Hey @guest.r
Great shader. I’ve been playing around with the down sampling. Some observations:
You’re using a 3 by 3 kernel somewhat similar to a gaussian to “pre-sample” i.e. blur the input in linearize.slang. The size of this kernel over the source image is controlled by the downsample_level params, but the colors weighted by the kernel here are nearest neighbor samples not linear right? So really you’re just kind of making the blur skip information, if I’m understanding the code correctly. Maybe better would be to increase the kernel size to “catch” more pixels as downsample level increases? Also might make sense to make downsample_level params move in increments of 1.0.
EDIT: Apparently, I must have misunderstood the code. Non integer values of downsample_level do indeed affect the blur.

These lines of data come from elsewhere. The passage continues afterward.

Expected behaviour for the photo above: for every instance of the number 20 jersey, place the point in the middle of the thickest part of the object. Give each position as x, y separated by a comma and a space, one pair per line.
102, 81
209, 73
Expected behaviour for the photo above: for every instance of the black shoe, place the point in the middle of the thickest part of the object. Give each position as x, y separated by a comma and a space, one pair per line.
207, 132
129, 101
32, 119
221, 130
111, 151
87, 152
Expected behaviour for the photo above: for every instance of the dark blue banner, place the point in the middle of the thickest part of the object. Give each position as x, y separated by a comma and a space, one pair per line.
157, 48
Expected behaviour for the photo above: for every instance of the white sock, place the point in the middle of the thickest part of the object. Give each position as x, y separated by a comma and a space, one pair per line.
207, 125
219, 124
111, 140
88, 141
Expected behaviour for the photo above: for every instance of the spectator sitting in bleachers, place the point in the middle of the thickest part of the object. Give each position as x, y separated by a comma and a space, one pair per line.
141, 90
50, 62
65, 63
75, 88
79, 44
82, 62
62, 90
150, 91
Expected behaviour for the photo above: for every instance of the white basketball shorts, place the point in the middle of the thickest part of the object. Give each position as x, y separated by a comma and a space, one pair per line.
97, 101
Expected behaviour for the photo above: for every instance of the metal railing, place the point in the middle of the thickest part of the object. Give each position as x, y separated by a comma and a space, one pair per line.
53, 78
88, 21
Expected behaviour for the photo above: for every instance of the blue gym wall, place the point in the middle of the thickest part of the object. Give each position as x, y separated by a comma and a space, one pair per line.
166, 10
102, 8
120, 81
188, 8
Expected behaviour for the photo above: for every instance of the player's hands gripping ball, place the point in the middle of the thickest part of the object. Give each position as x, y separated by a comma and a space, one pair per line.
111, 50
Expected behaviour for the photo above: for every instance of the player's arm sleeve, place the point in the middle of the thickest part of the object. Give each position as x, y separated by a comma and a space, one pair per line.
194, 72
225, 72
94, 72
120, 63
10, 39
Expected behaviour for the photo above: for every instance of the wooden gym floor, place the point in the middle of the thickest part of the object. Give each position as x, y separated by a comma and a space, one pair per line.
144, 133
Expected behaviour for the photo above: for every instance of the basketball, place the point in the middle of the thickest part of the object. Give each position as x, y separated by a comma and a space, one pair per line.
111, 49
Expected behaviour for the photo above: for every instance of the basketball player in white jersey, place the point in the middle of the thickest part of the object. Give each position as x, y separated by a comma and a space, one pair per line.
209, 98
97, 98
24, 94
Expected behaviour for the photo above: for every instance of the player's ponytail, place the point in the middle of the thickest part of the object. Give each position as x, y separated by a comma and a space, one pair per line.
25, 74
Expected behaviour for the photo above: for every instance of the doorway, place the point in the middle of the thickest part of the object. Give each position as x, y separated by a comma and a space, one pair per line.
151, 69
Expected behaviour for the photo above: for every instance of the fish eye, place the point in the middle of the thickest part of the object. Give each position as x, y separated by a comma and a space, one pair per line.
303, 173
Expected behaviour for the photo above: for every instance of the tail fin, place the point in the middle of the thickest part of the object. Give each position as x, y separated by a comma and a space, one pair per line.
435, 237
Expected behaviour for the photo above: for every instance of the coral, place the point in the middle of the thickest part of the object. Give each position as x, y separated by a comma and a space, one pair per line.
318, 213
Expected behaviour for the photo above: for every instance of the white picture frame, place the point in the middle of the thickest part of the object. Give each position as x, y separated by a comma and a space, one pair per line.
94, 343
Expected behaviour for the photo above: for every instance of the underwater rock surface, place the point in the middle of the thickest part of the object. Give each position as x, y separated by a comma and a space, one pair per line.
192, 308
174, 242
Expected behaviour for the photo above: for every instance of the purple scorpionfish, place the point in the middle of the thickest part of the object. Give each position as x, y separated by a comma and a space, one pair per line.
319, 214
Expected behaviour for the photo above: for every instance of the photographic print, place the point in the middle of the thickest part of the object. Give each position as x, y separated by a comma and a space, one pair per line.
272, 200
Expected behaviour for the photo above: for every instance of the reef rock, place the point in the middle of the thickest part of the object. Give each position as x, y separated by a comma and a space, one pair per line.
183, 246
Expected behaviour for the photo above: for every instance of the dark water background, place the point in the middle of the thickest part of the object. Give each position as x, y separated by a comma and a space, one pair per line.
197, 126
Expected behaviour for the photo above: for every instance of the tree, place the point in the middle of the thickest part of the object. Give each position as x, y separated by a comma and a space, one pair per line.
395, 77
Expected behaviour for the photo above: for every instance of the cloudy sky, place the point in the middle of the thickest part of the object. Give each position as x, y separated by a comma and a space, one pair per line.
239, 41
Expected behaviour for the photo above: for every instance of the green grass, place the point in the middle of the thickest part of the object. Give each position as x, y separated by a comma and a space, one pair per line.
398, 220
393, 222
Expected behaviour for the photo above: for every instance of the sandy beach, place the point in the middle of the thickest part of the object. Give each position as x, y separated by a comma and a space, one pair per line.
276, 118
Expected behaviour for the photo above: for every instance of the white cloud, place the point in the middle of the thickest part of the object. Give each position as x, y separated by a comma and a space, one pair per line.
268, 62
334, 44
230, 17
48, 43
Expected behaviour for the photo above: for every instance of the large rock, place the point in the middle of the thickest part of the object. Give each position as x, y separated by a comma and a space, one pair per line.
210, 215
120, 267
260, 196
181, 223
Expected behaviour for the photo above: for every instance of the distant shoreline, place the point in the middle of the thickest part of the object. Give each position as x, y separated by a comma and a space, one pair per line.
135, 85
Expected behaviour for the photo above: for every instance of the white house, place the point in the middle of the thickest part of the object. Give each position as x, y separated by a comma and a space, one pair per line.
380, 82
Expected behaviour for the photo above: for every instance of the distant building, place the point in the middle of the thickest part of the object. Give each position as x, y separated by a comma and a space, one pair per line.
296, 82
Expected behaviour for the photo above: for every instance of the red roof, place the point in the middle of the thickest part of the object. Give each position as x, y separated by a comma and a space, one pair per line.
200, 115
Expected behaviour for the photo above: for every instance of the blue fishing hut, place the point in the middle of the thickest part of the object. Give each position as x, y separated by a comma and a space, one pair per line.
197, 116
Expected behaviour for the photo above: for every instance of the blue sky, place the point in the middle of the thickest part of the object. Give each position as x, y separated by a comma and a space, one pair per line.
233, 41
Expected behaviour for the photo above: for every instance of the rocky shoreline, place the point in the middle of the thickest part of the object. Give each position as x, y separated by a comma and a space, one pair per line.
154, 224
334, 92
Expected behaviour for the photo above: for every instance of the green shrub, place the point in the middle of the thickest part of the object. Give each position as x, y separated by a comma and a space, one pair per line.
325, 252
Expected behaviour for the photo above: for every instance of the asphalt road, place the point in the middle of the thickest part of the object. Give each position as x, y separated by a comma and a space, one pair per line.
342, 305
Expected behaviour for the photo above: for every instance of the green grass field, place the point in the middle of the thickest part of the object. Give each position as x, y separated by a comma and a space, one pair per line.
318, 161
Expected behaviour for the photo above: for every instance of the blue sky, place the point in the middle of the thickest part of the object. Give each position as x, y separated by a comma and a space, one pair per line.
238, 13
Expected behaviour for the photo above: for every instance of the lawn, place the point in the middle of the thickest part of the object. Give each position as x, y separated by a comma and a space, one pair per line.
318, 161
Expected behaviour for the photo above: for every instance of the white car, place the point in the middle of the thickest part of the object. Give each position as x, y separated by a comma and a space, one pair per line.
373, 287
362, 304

Also, when downscaling 480p to 240p, I couldn’t get things to look quite the same as a photo of a BVM using hardware downscaler. The shader seems to be averaging every 2 lines, but the wrong two lines. Look at the first and third line of the green “1” from the top:
A review of the hardware downscaler used (http://retrogaming.hazard-city.de/mimo.html) writes about a different unit that required vertical shift tweaking to achieve the correct result:
The Benchmark to meet is an Emotia setup tweaked using an Extron interface with vertical shift function (see the two pics above). If set to 240p output, the Emotia will average two adjacent lines of the 480p source signal into one line. On a direct feed the Emotia begins with line 2 and merges it with line 3. The result will be a nice looking progressive 240p signal, but it will not offer perfect sharpness and won’t look 100% like the PCB. For perfect results, the incoming signal has to shifted by one line (up or down). Some games (like Cave’s XBox360 titles) have internal controls to do this and so does MAME. Overall it’s still easier to use an Extron interface to do this. The following two screenshots show the difference. Standard alignment on the left, tweaked alignment on the right (easy to see on the big “1” on the top left, which is originally three pixels high, but spread over four lines without the alignment adjustment)
EDIT: Giving this a little more thought, I don’t think it makes sense. Offsetting by one either way would make line 1 or 3 less green, but in the photo it looks as though both are more green, so maybe it’s a different issue altogether.
Nevertheless, maybe an offsetting feature would be valuable anyway. Do you think it belongs in the shader? I’ve already made a small adjustment to the masks (I added a reversed mask 8 for BGR displays as mask 9), and I’m thinking this sort of thing either belongs in the linearize pass or the main shader. Or, maybe this should be a core / front end feature instead? I think some cores’ overscan features work like this already, so maybe it shouldn’t be a shader feature.